My dad’s ‘73 Volkswagen Bus was sky blue with a white top. It was old and a little creaky. The top was a bit rusty, and the side door was difficult to slide shut. One of the bench seats was missing in the back, so we often sat on the floor without seatbelts. This was by no means a nice ride, but it was something that no one else seemed to have. It was uniquely ours.
Like most kids, I compared myself to my friends and others who went to school, and also like most kids, I measured my worth based on my observations. We were never poor or went hungry, but my things tended to be a bit more frayed and worn than everyone else’s. Now I am ashamed to say that I was often embarrassed of the things my family did have. But the bus was not one of them.
I spent a lot of my childhood in that bus. My mom didn’t drive it, so any time I was in the bus, my dad was too. It was and still is an object that in my memory is inextricably connected to my dad. On Friday nights, my dad drove me, my brother, and our friends, wrapped in towels and dripping wet, home after a night of swimming at the pool where he was a part-time lifeguard. He drove my brother and me to sports games and to after game pizza celebrations and commiserations with our teammates. When it was just me and my brother riding in the back, we dropped pebbles and whatever we could get our hands on down the holes where the bench should have been.
The Volkswagen Bus, also called the Type 2 Microbus, first appeared in the US in 1950. Though out of production since December 31, 2013, the Volkswagen bus remains an easily recognizable icon of 1960s counterculture. It appeared on the cover of Bob Dylan’s 1963 album, The Freewheelin’ Bob Dylan, and The Who put it into song in “Magic Bus” on their 1970 album Live at Leeds. Some of the same stereotypical features of the bus carried over into the 21st century. In the 2006 film Little Miss Sunshine, the yellow VW Bus was just as much of a quirky dysfunctional character as everyone else in the story. And Yusuf Islam (Cat Stevens) recaptured some of the artist hippie undertones from the sixties on the album cover to Roadsinger in 2009.
But these are only a few examples of how the bus has manifested in more recent popular culture. There are, for example, literally dozens of album covers that feature the bus. Through its various permutations, the bus has become a stand-in for acid trips, flower power, and free love— a material embodiment of a stereotype that is detached from any real culture or history.
The bus spans decades of political turmoil and social justice activism, and it is that part of the bus’ history with which I connect my dad, though this hasn’t always been the case. He was staunchly anti-imperialist and anti-racist and sought political reform through on-the-ground organizing. But as a kid, I had only a vague impression of the history that my dad had been a part when he was younger. Without knowing it, I was viewing my dad and his experiences through a simplistic stereotype because I valued its edginess over something real. After all, growing up in red state Texas, a dad like mine was, much like the bus, something that no one else had.
Not until I was a teenager did I start to understand the enormity and complexity of this history, and my dad’s part in it, which I had once romanticized in my head. Organizing is hard and often thankless work.
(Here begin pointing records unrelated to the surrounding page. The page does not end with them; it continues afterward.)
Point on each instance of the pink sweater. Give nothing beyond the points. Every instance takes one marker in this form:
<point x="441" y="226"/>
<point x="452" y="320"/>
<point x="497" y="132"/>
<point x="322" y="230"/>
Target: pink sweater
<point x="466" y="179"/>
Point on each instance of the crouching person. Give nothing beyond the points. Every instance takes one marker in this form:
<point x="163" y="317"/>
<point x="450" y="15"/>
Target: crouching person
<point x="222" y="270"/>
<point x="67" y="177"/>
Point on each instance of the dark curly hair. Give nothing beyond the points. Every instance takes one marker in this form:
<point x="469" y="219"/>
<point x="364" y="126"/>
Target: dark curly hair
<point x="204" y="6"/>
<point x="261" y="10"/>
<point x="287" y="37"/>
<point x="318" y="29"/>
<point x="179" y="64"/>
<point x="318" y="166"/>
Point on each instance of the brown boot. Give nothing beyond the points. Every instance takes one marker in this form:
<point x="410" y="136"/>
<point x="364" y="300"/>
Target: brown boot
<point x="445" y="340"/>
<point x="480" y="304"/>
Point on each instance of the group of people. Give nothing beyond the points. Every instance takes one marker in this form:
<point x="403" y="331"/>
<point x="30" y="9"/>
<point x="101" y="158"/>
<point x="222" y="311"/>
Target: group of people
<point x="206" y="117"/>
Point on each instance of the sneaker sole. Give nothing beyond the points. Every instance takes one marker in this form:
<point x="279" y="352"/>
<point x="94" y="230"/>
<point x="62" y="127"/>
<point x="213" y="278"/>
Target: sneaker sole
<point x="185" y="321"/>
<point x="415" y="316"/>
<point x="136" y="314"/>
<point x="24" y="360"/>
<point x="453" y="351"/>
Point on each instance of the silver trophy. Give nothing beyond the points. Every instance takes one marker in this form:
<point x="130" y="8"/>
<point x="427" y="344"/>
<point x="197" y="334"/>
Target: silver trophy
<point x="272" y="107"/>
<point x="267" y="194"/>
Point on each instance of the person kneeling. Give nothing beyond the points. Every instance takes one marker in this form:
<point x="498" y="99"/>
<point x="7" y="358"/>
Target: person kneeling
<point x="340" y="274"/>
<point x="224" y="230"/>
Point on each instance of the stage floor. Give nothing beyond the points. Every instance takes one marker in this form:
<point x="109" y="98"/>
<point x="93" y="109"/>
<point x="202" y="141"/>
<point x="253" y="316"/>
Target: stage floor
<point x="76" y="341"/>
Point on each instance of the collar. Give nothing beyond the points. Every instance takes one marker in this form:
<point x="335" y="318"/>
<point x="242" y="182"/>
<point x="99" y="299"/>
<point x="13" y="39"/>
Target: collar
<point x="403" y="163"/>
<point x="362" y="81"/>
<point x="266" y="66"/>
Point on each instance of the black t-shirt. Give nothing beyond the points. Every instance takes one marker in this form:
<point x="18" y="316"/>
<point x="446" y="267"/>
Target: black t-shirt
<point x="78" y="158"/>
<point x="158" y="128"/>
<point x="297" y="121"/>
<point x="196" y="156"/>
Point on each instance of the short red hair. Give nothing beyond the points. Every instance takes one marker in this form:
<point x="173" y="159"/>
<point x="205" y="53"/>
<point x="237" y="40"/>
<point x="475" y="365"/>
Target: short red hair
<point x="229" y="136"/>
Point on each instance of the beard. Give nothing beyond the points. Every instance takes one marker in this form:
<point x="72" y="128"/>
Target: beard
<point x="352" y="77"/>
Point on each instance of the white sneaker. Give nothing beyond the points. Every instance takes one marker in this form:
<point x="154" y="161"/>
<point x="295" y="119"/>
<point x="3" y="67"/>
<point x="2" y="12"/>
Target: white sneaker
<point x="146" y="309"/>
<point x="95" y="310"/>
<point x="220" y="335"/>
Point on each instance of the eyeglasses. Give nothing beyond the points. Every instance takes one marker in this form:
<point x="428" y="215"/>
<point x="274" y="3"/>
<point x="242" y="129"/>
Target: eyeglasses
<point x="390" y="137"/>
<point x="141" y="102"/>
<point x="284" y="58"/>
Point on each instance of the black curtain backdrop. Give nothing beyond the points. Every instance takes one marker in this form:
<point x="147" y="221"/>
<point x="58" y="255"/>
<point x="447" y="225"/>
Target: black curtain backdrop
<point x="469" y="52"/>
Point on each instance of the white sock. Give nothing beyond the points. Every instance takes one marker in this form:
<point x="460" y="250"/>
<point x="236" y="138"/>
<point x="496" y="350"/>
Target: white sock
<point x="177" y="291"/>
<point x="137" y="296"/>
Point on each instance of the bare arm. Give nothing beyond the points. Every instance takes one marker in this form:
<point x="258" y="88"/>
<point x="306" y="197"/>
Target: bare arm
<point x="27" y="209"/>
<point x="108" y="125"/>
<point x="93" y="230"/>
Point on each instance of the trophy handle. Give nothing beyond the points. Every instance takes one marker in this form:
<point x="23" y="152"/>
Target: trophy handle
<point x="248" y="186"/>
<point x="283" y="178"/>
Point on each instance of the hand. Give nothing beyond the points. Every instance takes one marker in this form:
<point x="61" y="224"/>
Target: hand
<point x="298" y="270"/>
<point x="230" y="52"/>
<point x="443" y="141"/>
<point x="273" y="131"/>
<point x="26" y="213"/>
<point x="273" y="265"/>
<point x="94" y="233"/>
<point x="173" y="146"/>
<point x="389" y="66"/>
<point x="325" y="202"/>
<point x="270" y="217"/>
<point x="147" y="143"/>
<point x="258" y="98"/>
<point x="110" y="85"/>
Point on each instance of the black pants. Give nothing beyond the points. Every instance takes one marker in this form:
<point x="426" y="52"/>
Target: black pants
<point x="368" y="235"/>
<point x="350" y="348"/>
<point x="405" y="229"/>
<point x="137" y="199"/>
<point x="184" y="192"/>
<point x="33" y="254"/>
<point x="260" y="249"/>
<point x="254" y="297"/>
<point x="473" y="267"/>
The wait to see results of the work is long and mostly indefinite. Progressive social and political change is built upon learning how systems of oppression operate and the history of these systems. In learning this, my dad started to emerge to me as a fully realized person.
My dad sold the bus before I became a teenager, but as both a physical artifact and as a memory, the bus is now an instrument through which I can make sense of parts of my relationship with my dad—and in turn, myself. He was my first introduction to Marx and leftist politics in my teen years, and the first time I heard the phrase “social justice,” it came from him. As an older straight white man, he has always been an example that being “from a different time” is not an excuse to perpetuate injustice.
“Changing minds is so hard, and you still might never do it,” he told me many years ago, not to discourage me from trying but to prepare me lest I feel like giving up. I think about the weight of those words and their meaning often. Like when I started social justice work full time three years ago, and again after the 2016 election. I was reminded of them as I marched in the Women’s March in DC, and yet again when I watched the worst of this country clash with the best of it in Charlottesville, Virginia. I also think about the bus, which has become the ballast of perspective that allows me to situate the present in a larger cultural and political history— an indication that our seemingly extraordinary present moment is not without precedent. The bus is a material reminder that history, both my own personal history and a collective cultural history, can provide a way forward.